Noche buena, no tan buena, en la plaza de Turdera

Esta carta fue escrita por un vecino de Turdera a raiz de lo sucedido en nuestra querida plaza de Turdera en la madrugada de Navidad, el 25 de Diciembre. Los invito a leerla.

Noche buena, no tan buena.

La plaza de Turdera, uno de los centros mas concurridos del barrio, por sus veredas corren innumerables huellas, sus rincones- cómplices de historias, anécdotas, amores y desamores, alegrías y tristezas- abrazan y reciben incansablemente generaciones nuevas una y otra vez…
La comunidad, quien puede aprovechar este espacio público, goza de un bien invaluable que- dicho sea de paso- no se da en muchos otros lugares del mundo.

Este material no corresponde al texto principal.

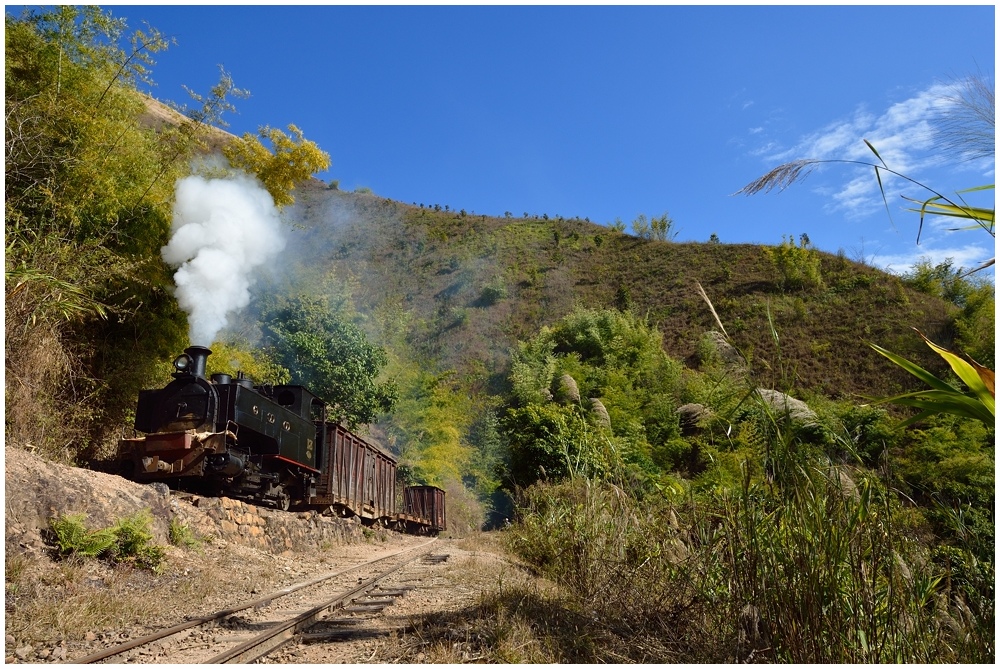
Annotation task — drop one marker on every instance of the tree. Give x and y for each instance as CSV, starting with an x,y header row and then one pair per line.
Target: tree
x,y
589,395
330,355
663,228
291,160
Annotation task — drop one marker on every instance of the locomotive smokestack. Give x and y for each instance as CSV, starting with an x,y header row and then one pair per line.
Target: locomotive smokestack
x,y
199,356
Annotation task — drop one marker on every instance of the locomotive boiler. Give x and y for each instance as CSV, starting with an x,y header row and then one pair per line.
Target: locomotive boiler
x,y
271,445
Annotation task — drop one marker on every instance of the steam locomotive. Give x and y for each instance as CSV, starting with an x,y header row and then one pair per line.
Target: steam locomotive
x,y
271,445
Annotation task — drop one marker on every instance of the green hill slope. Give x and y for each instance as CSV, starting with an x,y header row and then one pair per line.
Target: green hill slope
x,y
469,286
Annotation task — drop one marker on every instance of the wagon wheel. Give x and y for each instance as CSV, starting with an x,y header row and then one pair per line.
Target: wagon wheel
x,y
284,502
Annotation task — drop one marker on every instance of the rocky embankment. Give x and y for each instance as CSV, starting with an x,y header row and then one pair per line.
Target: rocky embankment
x,y
37,490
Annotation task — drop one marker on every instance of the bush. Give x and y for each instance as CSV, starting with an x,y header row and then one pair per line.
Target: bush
x,y
128,541
798,265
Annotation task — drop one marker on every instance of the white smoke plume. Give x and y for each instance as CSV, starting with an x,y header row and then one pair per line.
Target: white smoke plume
x,y
222,230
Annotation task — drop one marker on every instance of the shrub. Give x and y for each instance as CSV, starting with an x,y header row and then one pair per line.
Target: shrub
x,y
128,541
798,265
182,535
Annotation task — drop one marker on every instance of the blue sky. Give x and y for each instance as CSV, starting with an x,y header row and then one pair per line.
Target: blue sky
x,y
608,112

Es por eso, que me gustaría reflexionar sobre algunos hechos que sucedieron el pasado 25 de diciembre a la madrugada en esta misma plaza.

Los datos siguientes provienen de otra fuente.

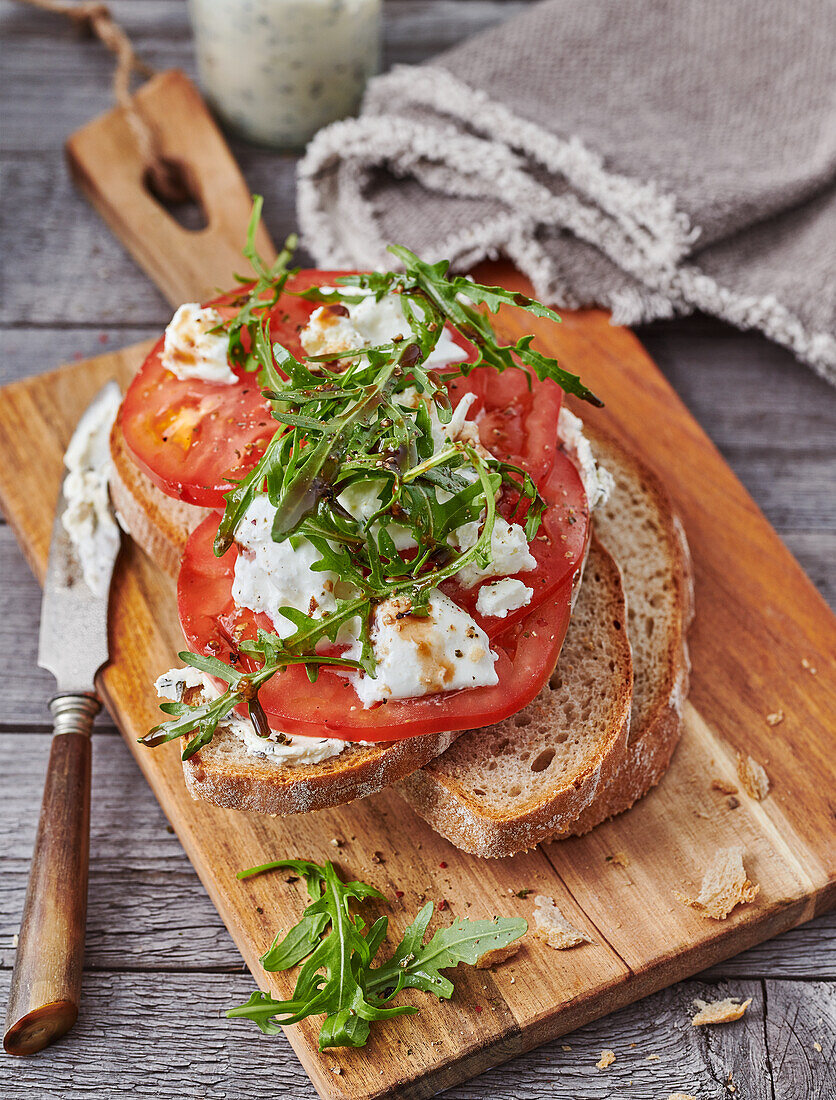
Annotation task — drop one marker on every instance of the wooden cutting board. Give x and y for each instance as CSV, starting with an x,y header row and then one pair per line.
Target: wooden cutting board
x,y
763,641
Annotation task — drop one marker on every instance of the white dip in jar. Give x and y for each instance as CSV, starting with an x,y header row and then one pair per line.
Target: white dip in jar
x,y
276,70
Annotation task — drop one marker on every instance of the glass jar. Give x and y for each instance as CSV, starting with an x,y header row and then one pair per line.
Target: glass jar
x,y
276,70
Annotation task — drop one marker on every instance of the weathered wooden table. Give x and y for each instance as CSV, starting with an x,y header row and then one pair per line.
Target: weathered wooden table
x,y
161,967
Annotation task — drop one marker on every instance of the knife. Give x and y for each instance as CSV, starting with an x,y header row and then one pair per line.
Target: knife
x,y
46,982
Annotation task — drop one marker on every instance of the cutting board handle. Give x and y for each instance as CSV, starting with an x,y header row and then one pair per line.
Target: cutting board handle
x,y
106,162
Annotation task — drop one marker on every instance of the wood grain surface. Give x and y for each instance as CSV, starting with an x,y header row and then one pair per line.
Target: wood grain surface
x,y
155,943
752,600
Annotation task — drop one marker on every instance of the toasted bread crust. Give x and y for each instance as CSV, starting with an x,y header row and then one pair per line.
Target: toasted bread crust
x,y
446,801
157,523
652,740
241,781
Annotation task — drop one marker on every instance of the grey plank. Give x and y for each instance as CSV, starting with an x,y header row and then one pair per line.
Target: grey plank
x,y
161,1036
143,1037
75,75
801,1035
29,350
657,1051
147,909
26,689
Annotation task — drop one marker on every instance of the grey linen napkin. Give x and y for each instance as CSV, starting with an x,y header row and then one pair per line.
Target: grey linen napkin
x,y
651,156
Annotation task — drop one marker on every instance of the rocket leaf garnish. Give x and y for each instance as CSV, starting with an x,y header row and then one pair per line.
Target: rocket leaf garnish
x,y
338,979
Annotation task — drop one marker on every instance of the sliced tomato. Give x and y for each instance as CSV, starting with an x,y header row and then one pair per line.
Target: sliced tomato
x,y
518,422
330,707
527,641
194,438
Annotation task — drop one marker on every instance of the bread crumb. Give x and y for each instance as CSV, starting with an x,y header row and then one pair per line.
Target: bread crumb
x,y
723,787
553,927
496,956
754,779
725,884
618,858
718,1012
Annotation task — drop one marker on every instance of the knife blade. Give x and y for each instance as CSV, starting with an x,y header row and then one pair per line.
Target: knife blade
x,y
73,642
46,983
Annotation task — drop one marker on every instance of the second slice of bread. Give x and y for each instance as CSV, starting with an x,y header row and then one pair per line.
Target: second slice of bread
x,y
466,794
506,788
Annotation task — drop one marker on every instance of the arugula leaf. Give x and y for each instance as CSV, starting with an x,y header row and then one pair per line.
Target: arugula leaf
x,y
338,980
363,418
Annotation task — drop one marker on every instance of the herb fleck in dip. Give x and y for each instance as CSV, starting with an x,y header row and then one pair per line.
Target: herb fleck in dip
x,y
276,70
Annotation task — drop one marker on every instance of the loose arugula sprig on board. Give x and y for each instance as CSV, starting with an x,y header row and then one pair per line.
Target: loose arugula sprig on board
x,y
338,979
350,418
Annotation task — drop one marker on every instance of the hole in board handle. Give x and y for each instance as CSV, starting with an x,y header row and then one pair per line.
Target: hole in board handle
x,y
177,195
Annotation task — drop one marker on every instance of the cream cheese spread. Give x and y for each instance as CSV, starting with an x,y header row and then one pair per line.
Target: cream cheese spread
x,y
193,351
87,517
282,748
369,323
499,597
416,656
597,482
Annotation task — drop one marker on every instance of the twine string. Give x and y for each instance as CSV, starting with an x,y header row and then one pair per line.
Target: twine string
x,y
95,18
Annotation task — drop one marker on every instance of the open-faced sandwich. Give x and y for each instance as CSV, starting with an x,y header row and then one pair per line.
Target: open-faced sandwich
x,y
400,559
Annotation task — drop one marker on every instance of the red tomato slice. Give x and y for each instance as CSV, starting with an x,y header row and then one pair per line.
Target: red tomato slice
x,y
193,438
519,425
527,641
330,707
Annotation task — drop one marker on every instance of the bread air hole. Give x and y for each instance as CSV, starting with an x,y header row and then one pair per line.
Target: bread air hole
x,y
542,760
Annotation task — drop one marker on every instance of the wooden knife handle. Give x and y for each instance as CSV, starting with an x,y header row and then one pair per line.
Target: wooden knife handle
x,y
46,982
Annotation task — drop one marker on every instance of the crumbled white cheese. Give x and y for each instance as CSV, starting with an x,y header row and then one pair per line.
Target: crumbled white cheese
x,y
369,323
508,549
282,748
87,517
503,596
193,351
270,575
597,482
444,650
361,501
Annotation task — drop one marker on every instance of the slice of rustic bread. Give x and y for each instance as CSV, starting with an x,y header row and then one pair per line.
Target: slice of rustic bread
x,y
226,773
155,521
640,527
506,788
465,795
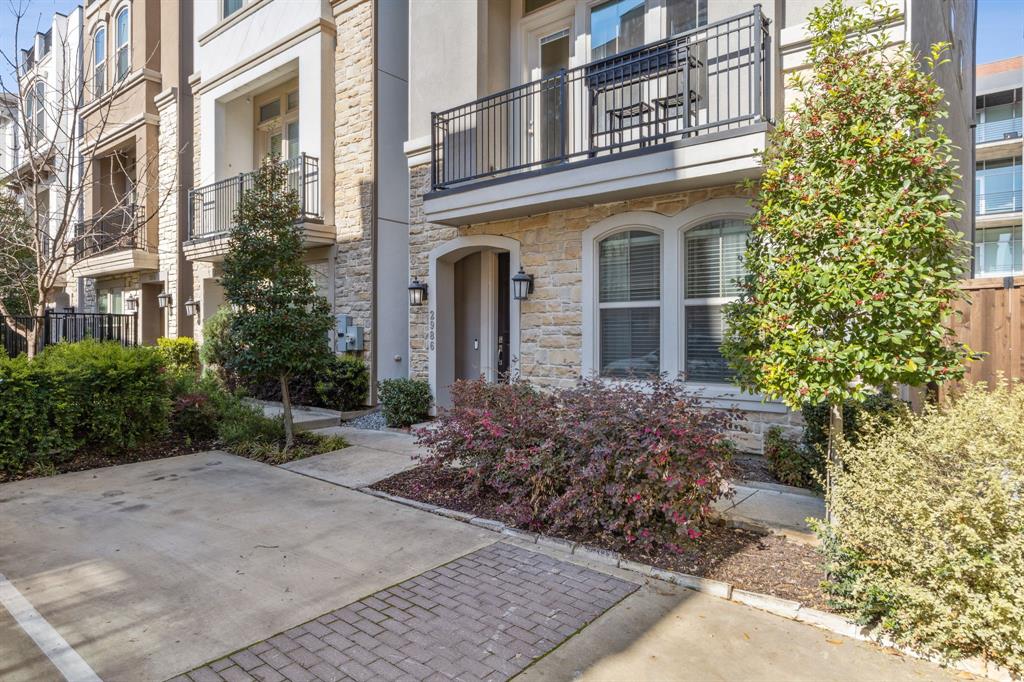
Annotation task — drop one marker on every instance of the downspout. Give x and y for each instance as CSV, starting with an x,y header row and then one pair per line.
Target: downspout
x,y
375,222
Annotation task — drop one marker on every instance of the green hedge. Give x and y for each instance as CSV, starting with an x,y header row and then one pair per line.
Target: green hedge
x,y
75,395
404,401
929,538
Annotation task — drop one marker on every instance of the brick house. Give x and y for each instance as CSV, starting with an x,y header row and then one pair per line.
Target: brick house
x,y
597,147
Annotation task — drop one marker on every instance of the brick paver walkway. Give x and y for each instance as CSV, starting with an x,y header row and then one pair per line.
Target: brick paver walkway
x,y
483,616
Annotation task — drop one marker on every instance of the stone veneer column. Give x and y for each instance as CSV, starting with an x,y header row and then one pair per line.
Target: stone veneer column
x,y
353,158
169,190
423,237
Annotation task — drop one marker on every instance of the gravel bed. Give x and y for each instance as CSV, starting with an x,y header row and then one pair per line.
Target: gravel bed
x,y
374,421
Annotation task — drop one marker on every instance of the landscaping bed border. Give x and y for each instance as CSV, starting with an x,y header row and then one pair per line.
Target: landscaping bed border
x,y
786,608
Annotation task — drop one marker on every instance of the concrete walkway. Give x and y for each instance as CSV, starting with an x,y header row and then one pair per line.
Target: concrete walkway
x,y
377,455
304,419
224,566
778,508
373,456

Como ya se viene produciendo hace algunos años, montones de chicos y chicas se juntaron a “festejar”. Sin embargo, la idea de festejo de algunos consistió en acciones de mera destrucción: algunos grupos- muchos de ellos alcoholizados- tiraron la basura de los canastos a las veredas y las calles; rompieron innumerable cantidad de botellas contra el suelo dejando los vidrios ahí tirados (incluyendo los espacios donde los niños luego van a jugar); mancharon las puertas y portones de algunas casas de la zona, dañaron el puesto de diario de la esquina (único medio de vida de la persona que trabaja allí) e impusieron sus gustos musicales con parlantes de alta potencia hasta las 7 am.
Estas situaciones de caos y descontrol vienen repitiéndose cada navidad y año nuevo; situaciones que no tendrían que suceder ni deberían permitirse y que año tras año vuelven a acontecer.

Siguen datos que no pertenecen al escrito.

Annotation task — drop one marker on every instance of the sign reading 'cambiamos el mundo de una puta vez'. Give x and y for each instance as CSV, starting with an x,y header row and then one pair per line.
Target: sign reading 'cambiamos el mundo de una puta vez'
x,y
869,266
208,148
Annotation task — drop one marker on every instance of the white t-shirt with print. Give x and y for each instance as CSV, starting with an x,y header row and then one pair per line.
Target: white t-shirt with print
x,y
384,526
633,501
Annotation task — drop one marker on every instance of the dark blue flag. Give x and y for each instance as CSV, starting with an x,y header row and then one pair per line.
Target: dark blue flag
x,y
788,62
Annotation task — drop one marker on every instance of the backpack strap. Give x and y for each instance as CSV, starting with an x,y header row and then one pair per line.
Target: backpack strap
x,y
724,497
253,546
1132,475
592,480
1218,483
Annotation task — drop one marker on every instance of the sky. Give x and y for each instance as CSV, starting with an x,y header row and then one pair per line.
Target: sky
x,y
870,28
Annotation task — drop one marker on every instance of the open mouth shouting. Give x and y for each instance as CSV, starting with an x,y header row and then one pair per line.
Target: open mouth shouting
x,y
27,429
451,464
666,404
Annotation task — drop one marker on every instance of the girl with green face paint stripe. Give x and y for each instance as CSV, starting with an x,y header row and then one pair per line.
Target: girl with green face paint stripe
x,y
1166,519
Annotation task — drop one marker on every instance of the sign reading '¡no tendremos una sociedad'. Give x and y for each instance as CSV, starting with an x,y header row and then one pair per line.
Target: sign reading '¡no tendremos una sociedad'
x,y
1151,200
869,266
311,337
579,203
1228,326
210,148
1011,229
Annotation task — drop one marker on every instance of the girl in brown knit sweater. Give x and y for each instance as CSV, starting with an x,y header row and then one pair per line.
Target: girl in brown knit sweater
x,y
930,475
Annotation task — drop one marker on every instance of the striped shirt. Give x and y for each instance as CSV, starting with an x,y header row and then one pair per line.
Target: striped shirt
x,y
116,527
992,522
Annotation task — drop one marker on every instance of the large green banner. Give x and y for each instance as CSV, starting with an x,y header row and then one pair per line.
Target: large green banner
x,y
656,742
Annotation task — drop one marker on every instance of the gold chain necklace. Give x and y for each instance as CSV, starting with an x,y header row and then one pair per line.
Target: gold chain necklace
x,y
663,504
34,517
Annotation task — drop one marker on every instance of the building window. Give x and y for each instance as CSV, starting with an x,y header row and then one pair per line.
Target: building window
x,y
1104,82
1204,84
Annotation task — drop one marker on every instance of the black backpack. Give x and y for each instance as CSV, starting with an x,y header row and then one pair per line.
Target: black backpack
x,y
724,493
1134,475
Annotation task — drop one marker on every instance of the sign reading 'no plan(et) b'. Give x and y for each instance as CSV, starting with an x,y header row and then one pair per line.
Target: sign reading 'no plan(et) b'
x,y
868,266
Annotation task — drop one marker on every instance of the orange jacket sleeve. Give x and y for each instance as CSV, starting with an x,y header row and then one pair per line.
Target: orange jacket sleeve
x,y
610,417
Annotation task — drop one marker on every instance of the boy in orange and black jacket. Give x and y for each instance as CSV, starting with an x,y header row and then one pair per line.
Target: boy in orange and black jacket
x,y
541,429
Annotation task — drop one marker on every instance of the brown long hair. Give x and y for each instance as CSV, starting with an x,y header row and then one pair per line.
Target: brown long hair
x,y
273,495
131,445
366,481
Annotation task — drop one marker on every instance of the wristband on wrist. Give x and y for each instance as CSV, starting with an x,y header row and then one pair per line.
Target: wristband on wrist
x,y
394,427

Personalmente, creo que es muy bueno que los jóvenes puedan contar con un lugar para poder reunirse, compartir y celebrar entre pares. Sin embargo, también creo que es necesario llamar la atención y reflexionar sobre estos hechos dañinos ya que constituyen un gran perjuicio para todo el resto de la comunidad (y también para ellos mismos). Creo que la solidaridad, el respeto y la educación es algo que debemos construir y asumir entre TODOS si queremos crecer como sociedad…

La plaza de Turdera, lugar con tanta historia, lugar que tanto ha dado a generaciones enteras, ojalá que no sea mas testigo de este tipo de hechos que generan molestias pero sobre todo mucha, mucha tristeza.”